The solarCity is an energy-saving living district in Linz-Pichling, Austria, which provides living space for about 4,000 people. The houses were built using a low-energy design. The idea and motivation for providing energy efficient living arrangements stems from the fact that fossil fuels contribute to global warming and that their use should therefore be avoided.

Planning of the project began in 1992. Since 1999, 1,300 apartments were gradually built during a 6-year period. The total cost of the project amounted to 190 million euros. Nearly two-thirds of which was used for the residential building, and only a third of the total cost was due to infrastructure.

==Infrastructure==
In the centre of the town lie a bank, a supermarket, a tobacconist's and a coffee house. Community issues are being handled by the staff of the district office and the pastoral care/meeting centre. Children are taken care of in the family centre consisting of a kindergarten, a primary school and high school. A nursery will also be built in the future. In the north of solarCity there is also a recreational area. Since September 2005, the solarCity has been connected to the tram network. Using the public transport network it is possible to get to the city centre of Linz in less than 30 minutes.

==Supply and disposal==
===Energy supply===
At least one-third of the hot water used in the solarCity is generated by solar energy. The remaining two-thirds are covered by district heating (A district heating plant can provide higher efficiencies and better pollution control than localized boilers).

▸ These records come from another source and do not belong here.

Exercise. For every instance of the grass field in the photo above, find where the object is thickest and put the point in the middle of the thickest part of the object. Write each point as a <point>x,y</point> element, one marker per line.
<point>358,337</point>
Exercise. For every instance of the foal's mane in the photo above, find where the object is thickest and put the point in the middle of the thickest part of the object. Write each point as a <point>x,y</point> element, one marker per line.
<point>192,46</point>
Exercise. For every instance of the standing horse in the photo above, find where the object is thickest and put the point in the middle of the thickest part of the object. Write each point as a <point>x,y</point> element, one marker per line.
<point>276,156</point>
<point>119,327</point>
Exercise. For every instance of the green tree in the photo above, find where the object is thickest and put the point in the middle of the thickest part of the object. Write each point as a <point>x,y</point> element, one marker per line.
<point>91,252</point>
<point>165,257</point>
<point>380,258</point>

===Sewage water disposal===
The wastewater will be disposed and treated in the separation system. While grey water is locally managed through a sand bed filter planted and then led to a creek in the neighborhood, the black water is processed conventionally using a gravity sewer of the sewage treatment plant of the city Asten.
Part of the wastewater will be separated across special toilets and collected in separate sewers. This nutrient-rich fluid is utilized as fertiliser in agriculture.
Larger quantities of rain water have special channels or can be fed into the raceway in north of the solarCity.